Finally, a deep focus on observability and root cause attribution is maintained through comprehensive Spark execution metrics and automated classification of errors (e.g., customer-side vs. system issues), significantly reducing diagnosis time and ensuring a highly resilient data platform.

Activation

Activation is the critical final step in the Data Cloud lifecycle. Its core function is to transform static, segmented, unified customer profiles into actionable and enriched data and deliver this data to internal and external endpoints (such as Marketing Cloud, Commerce Cloud, and Adtech platforms). This process is designed to trigger personalized customer journeys and near real-time interactions. It supports advanced capabilities like related attributes, activation membership filtering, consent filtering, limiting, and ranking.

Activation offers three distinct methods for external delivery and channel compliance:

Activation utilizes the same patterns as segmentation for job management, distributed execution, and monitoring. This includes the principles of the job orchestration service for lifecycle management and the compute layer (Spark) for processing, and relies on job telemetry for performance observability and service level objective (SLO) adherence.

In addition to those, activation has -

Activation Target Management oversees the secure connections, credentials, and configurations for all destination endpoints. It guarantees that data formats and security protocols are standardized, ensuring dependable outbound delivery to various platforms, including Marketing Cloud, Adtech partners, and other external applications.

Activation tailors the payload for specific targets. For Salesforce Marketing Cloud, this includes Business Unit (BU) Aware Filtering, Multi-EID support, and cross-pollination controls.
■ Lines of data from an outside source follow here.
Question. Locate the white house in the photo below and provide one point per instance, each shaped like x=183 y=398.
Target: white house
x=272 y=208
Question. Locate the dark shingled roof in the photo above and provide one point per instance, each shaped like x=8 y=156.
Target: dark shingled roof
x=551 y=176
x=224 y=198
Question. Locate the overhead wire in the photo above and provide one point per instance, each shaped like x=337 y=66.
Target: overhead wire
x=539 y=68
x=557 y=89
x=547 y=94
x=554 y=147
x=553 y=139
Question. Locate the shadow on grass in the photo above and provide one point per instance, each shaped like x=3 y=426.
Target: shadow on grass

Communication Governance acts as a gatekeeper, ensuring data usage and communication are compliant with customer preferences and legal requirements. Centralized consent model unifies all customer preferences, from global opt-outs to channel- and purpose-specific consent, and are stored on the Unified Individual Profile. During execution, the platform strictly enforces these policies by using exclusion filtering to automatically remove non-consenting individuals from the final payload. Furthermore, the system applies contact point selection rules to ensure it uses the single, most compliant, and preferred contact point for the intended channel before any data is transmitted. This enforcement mechanism is secured by the underlying governance framework, which employs protective measures like dynamic data masking and access controls to secure sensitive data fields throughout the activation process.

Unified Query: Seamless Access to All Customer Data

The true value of a unified data platform lies in its ability to provide effortless, consistent access to all its data assets, irrespective of their origin or structure. Salesforce Data Cloud's Unified Query capability is precisely engineered to deliver this, abstracting the underlying complexities of diverse data stores to provide a single, powerful query interface.

The Unified Query layer offers sophisticated access for diverse consumption patterns:

By providing a single, intelligent, and highly performant query interface, Data Cloud's unified query empowers architects to build agile, data-driven applications that fully leverage their complete spectrum of customer information.

Data Actions

Data Cloud is an active platform that supports the activation of pipelines in response to data events. For instance, a significant event, such as a drop in a customer’s account balance can trigger a Salesforce Flow to orchestrate a corresponding action. Similarly, updates to key metrics, such as lifetime spend, can be automatically propagated to relevant applications.

Data Actions continuously monitor incremental data for changes using storage native change events (SNCE) and change data feed (CDF). This data is evaluated against customer-configured action rules, such as threshold monitoring or state changes. When these rules are met, a data action event is generated. This event is enriched with additional information (e.g., customer loyalty status) and immediately sent to its configured destination, such as Salesforce Flow or an external application, to trigger business orchestrations.

Customer Data Platform

Data Cloud supports native CDP (Customer Data Platform) features including advanced identity resolution capabilities and creating unified individual identifiers and profiles along with comprehensive engagement histories. This platform is adept at handling both business-to-business (B2B) and business-to-consumer (B2C) frameworks by supporting identity resolution and identity graphs that utilize both exact and fuzzy matching rules, as described above. These identity graphs are enriched with engagement data from various channels, which helps in building detailed profile graphs with valuable analytical insights and segments.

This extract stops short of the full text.